Giving a bot unrestricted, long‑lived credentials to an EKS cluster is a recipe for a massive breach.
Most teams hand a service account a static IAM role, bake that role into CI/CD pipelines, and let the agent run kubectl commands whenever it likes. The credential never expires, the role is often bound to cluster‑admin permissions, and there is no systematic record of which command was run, by which automation, and when. If the token is leaked or the pipeline is compromised, an attacker inherits full control over every namespace, every pod, and every node.
Just-in-time access promises to hand out privileges only for the moment they are needed, then revoke them automatically. In practice, teams often implement a time‑boxed token or a short‑lived IAM role, but the request still travels straight to the EKS API server. The gateway that could enforce approvals, mask sensitive responses, or record the exact kubectl sequence never sees the traffic, so no additional guardrails are applied.
Enter hoop.dev as the Layer 7 gateway that sits between the autonomous agent and the Kubernetes control plane. The gateway receives the user’s OIDC token, validates identity, and then assumes a dedicated IAM role that is mapped to a Kubernetes RBAC binding. Because the gateway is the only point that can forward traffic to the cluster, it becomes the place where just-in-time policies are enforced.
Setup: identity and credential provisioning
The first step is to configure an OIDC provider (Okta, Azure AD, Google Workspace, etc.) that issues tokens for your automation identities. hoop.dev acts as the relying party, reading group membership from the token to decide whether a request may start. A separate IAM role is created for the hoop.dev agent; the role is granted permission to assume the EKS‑specific role that the gateway will use for each session. This separation ensures that the automation identity never sees the cluster credential directly.

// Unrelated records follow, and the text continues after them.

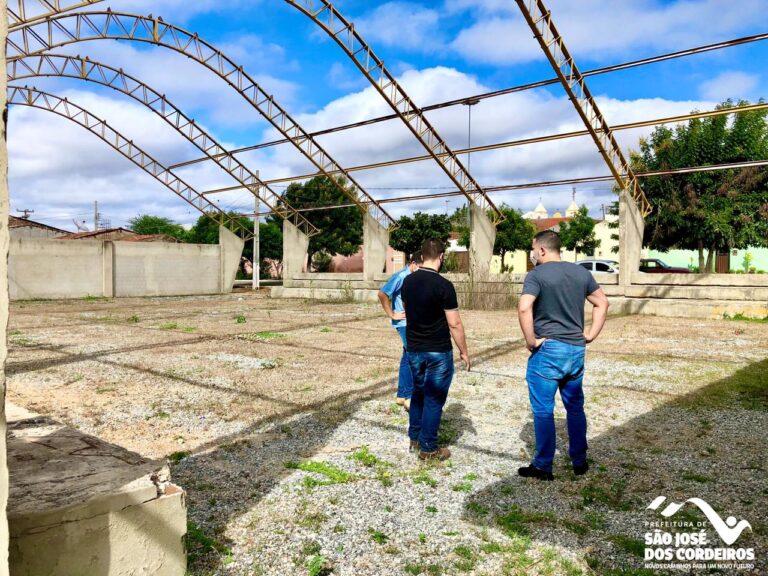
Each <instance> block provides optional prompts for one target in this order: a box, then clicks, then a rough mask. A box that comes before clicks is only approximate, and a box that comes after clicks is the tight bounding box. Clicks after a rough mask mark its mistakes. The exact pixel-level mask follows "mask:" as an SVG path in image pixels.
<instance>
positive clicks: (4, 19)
mask: <svg viewBox="0 0 768 576" xmlns="http://www.w3.org/2000/svg"><path fill="white" fill-rule="evenodd" d="M7 4H8V3H7V2H6V0H0V14H3V15H5V13H6V10H7V7H8V5H7ZM7 35H8V18H6V17H3V18H0V45H2V46H3V47H4V46H5V39H6V37H7ZM2 54H3V57H2V58H0V60H2V63H0V111H3V112H4V114H3V116H2V118H0V330H1V331H2V333H3V337H2V338H0V403H2V405H1V406H0V576H8V516H7V514H6V505H7V504H8V457H7V452H6V440H5V431H6V424H5V360H6V358H7V357H8V344H7V342H6V334H7V332H8V244H9V235H8V148H7V146H6V138H7V132H6V126H5V119H6V114H7V112H8V108H7V100H6V87H7V85H8V81H7V76H6V74H5V65H6V62H5V48H3V51H2Z"/></svg>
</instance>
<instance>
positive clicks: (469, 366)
mask: <svg viewBox="0 0 768 576" xmlns="http://www.w3.org/2000/svg"><path fill="white" fill-rule="evenodd" d="M459 358H461V361H462V362H464V368H465V369H466V370H467V372H469V371H470V370H471V369H472V361H471V360H470V359H469V354H468V353H467V352H459Z"/></svg>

The data path: hoop.dev as the enforcement boundary
When an autonomous agent initiates a kubectl command, the request is routed to hoop.dev instead of the EKS endpoint. hoop.dev forwards the traffic to the cluster after applying the configured policy checks. Because the gateway sits in the data path, it can block dangerous commands, require a human approver for privileged operations, and mask fields such as secret keys that appear in API responses.